How to crawl using proxies with Python

Crawling
advertools
proxy
scrapy
A Python script showing how the advertools crawl function can easily incorporate a proxy. We can also use an additional library to auomatically rotate a set of proxies as well.

We will see two options, one for using a single proxy, and another for randomly rotating a set of proxies.

You need to have advertools installed for the single proxy case.

How to use a single proxy while crawling

import advertools as adv
adv.crawl(
    url_list="https://example.com",
    output_file="output.jsonl",
    meta={"proxy": "http://proxy_server:port"})

The proxy can also be set as well by including username and password like this http://username:password@proxy_server:port

How to use and rotate multiple proxies while crawling

For this you will need to install a special library for that, which is straightforward:

$ pip install scrapy-rotating-proxies

This package handles the proxy rotation for you, in addition to retries, so you don’t need to worry about those details.

Get a list of proxies and save them a text file, one proxy per line

These can be obtained from any proxy service provider.

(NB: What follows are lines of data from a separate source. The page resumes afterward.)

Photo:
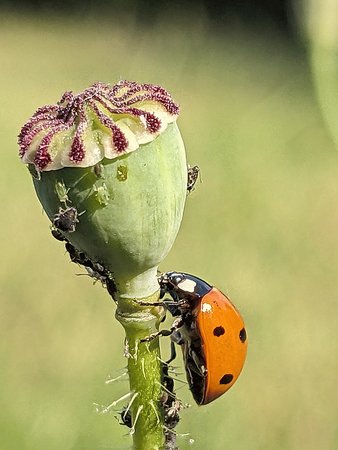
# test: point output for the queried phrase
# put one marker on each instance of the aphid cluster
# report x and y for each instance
(210, 331)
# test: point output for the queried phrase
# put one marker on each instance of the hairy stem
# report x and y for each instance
(145, 370)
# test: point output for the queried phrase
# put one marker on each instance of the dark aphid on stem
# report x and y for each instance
(125, 416)
(169, 402)
(94, 269)
(193, 173)
(66, 219)
(58, 235)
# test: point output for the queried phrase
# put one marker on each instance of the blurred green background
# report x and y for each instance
(262, 225)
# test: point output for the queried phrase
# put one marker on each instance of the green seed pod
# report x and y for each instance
(109, 169)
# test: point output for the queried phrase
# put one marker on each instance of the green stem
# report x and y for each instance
(145, 371)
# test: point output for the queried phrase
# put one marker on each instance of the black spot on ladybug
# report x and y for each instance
(218, 331)
(226, 379)
(242, 335)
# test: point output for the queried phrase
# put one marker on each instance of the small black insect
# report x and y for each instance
(58, 235)
(193, 173)
(66, 219)
(125, 416)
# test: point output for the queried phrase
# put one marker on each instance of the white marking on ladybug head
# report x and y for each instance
(187, 285)
(206, 307)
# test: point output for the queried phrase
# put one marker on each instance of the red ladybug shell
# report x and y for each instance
(223, 343)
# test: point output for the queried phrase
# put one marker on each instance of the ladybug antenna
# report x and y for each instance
(112, 380)
(151, 403)
(115, 402)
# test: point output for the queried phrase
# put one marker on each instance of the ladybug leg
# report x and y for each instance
(172, 351)
(177, 338)
(178, 322)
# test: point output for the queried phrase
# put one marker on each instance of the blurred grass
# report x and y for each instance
(262, 226)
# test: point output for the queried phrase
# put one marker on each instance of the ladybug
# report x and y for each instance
(211, 333)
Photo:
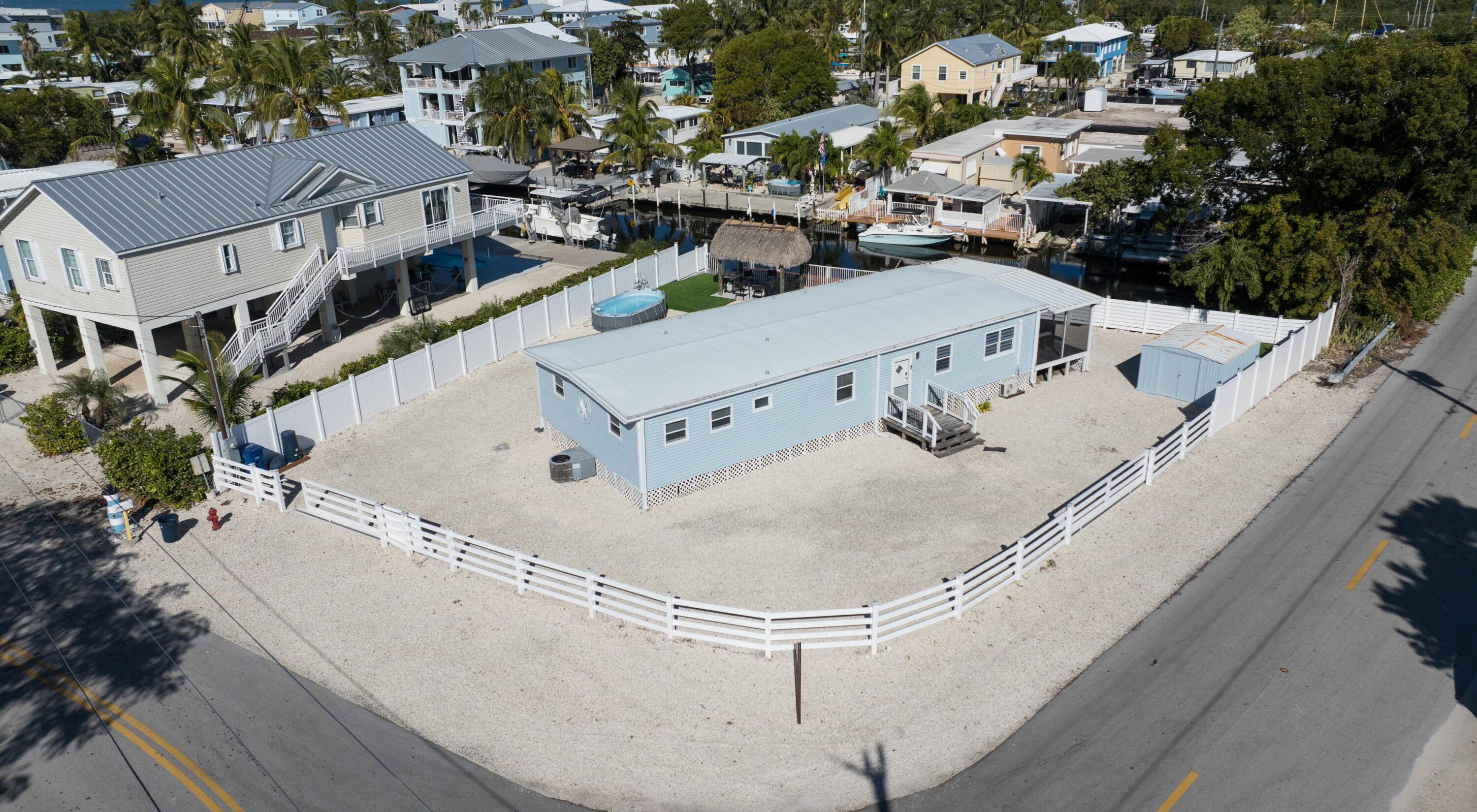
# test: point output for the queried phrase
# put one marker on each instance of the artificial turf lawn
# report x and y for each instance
(695, 293)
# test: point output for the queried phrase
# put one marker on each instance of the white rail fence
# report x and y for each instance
(334, 409)
(835, 628)
(263, 486)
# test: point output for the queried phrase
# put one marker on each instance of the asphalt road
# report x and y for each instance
(1278, 677)
(193, 721)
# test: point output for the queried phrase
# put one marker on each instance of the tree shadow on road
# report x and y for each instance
(101, 638)
(1438, 598)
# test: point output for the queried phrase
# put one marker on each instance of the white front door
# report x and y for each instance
(901, 377)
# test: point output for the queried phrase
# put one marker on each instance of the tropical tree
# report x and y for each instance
(88, 42)
(235, 387)
(1218, 269)
(98, 399)
(1031, 169)
(291, 86)
(170, 101)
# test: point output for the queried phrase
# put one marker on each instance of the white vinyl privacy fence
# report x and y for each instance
(834, 628)
(349, 404)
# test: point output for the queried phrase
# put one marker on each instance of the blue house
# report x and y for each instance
(1108, 46)
(686, 402)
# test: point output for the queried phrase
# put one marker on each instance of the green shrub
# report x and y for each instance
(153, 464)
(52, 429)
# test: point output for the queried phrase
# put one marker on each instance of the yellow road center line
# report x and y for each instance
(1370, 562)
(1175, 796)
(128, 718)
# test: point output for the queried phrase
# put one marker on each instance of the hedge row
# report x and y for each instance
(407, 339)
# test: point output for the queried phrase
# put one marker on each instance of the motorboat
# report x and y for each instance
(904, 234)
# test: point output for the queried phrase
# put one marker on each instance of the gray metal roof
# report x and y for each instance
(828, 122)
(658, 367)
(489, 48)
(1216, 343)
(150, 204)
(1058, 297)
(978, 49)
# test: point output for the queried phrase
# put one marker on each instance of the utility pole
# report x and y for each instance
(210, 367)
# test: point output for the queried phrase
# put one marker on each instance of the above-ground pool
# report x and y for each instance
(631, 308)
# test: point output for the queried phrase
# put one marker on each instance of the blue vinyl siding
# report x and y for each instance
(618, 454)
(805, 408)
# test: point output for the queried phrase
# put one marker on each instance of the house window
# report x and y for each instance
(844, 387)
(999, 342)
(435, 204)
(105, 274)
(229, 263)
(720, 420)
(74, 272)
(29, 266)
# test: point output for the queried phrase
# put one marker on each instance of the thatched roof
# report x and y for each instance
(760, 244)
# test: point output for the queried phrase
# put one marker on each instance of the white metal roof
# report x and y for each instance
(1058, 297)
(1216, 343)
(658, 367)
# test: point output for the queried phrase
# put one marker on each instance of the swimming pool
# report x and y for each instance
(631, 308)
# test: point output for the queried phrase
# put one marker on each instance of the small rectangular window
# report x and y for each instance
(721, 418)
(105, 274)
(74, 272)
(27, 254)
(844, 387)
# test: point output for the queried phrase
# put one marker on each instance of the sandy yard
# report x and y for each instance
(866, 520)
(619, 718)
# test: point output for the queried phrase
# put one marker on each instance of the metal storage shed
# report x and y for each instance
(1191, 361)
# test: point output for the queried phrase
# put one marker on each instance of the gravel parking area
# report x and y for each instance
(870, 519)
(619, 718)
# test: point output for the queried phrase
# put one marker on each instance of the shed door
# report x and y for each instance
(901, 377)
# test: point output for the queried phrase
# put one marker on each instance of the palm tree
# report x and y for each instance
(291, 86)
(921, 110)
(170, 101)
(29, 42)
(1031, 169)
(1220, 268)
(83, 39)
(885, 148)
(99, 401)
(234, 386)
(507, 110)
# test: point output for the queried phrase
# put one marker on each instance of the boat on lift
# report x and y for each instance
(913, 232)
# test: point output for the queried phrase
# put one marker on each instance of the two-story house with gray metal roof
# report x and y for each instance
(438, 77)
(263, 234)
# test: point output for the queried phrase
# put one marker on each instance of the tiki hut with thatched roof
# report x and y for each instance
(764, 257)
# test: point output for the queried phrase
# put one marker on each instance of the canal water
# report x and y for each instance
(835, 244)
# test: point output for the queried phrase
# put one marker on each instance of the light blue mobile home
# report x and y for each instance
(1191, 361)
(681, 404)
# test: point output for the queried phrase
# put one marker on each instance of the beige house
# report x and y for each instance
(145, 247)
(974, 70)
(983, 156)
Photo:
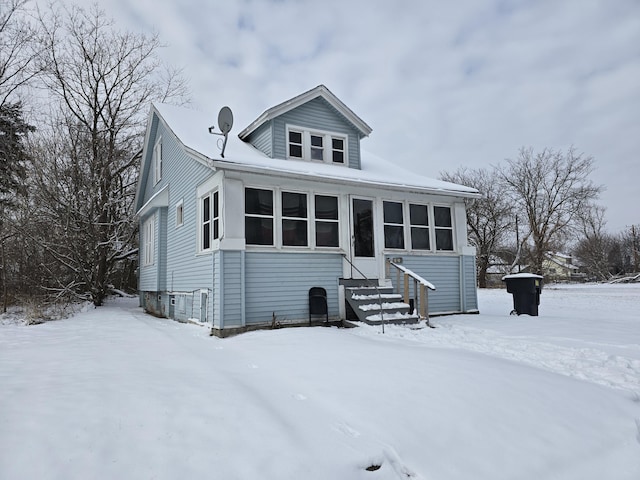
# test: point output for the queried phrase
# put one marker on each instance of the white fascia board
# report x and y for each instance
(159, 199)
(144, 169)
(319, 91)
(271, 172)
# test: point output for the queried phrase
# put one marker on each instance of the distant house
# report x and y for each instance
(237, 241)
(559, 267)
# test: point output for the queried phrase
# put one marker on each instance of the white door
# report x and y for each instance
(363, 251)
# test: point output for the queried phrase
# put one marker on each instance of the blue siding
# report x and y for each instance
(448, 274)
(279, 283)
(318, 114)
(185, 271)
(233, 278)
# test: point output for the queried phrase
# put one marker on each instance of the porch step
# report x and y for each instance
(376, 305)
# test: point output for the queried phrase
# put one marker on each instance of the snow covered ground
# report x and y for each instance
(114, 393)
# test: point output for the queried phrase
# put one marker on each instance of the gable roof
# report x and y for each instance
(319, 91)
(191, 129)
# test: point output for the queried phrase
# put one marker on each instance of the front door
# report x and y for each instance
(363, 250)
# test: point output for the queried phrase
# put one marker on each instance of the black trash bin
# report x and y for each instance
(526, 289)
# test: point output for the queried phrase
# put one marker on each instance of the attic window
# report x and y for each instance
(316, 146)
(295, 144)
(157, 161)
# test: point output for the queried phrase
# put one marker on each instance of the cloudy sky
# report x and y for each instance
(442, 84)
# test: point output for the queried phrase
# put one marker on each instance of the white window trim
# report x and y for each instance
(311, 220)
(282, 218)
(405, 219)
(327, 144)
(179, 213)
(157, 161)
(149, 247)
(435, 227)
(214, 243)
(431, 228)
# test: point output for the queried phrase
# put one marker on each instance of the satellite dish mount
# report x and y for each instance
(225, 122)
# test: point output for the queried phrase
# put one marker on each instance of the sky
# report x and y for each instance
(443, 85)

Save the list of proxies in a text file with the template:

https://username:password@IPADDRESS:PORT

Your file would like like this:

proxies.txt
https://user123:password123@12.34.56.78:1111
https://user123:password123@12.34.56.78:1112
https://user123:password123@12.34.56.78:1113
https://user123:password123@12.34.56.78:1114

Set a few custom_settings in the crawl function

We will be using the these custom settings: DOWNLOADER_MIDDLEWARES and ROTATING_PROXY_LIST_PATH.

Then, you need to set a few custom_settings in the crawl function, and you’re done:

adv.crawl(
    "https://example.com",
    "output.jsonl",
    follow_links=True,
    custom_settings={
        "DOWNLOADER_MIDDLEWARES": {
            "rotating_proxies.middlewares.RotatingProxyMiddleware": 610,
            "rotating_proxies.middlewares.BanDetectionMiddleware": 620,
        },
        "ROTATING_PROXY_LIST_PATH": "proxies.txt", # or the full path to where you stored the file
    },
)

Reading the crawl file and seeing the proxies

crawldf = pd.read_json("output.jsonl", lines=True)
crawldf.filter(regex="proxy").head()  # get columns that contain "proxy"
.. proxy _rotating_proxy request_headers_proxy-authorization proxy_retry_times
0 https://123.456.789.101:8893 1 Basic b3VzY214dHg6ODlld29rMGRsdfgt nan
1 https://123.456.789.101:8894 1 Basic b3VzY214dHg6ODlld29rMGRsdfgt nan
2 https://123.456.789.101:8895 1 Basic b3VzY214dHg6ODlld29rMGRsdfgt nan
3 https://123.456.789.101:8896 1 Basic b3VzY214dHg6ODlld29rMGRsdfgt nan
4 https://123.456.789.101:8897 1 Basic b3VzY214dHg6ODlld29rMGRsdfgt nan

There are a few other settings that you might want to check out, which are available at the library’s documenation page.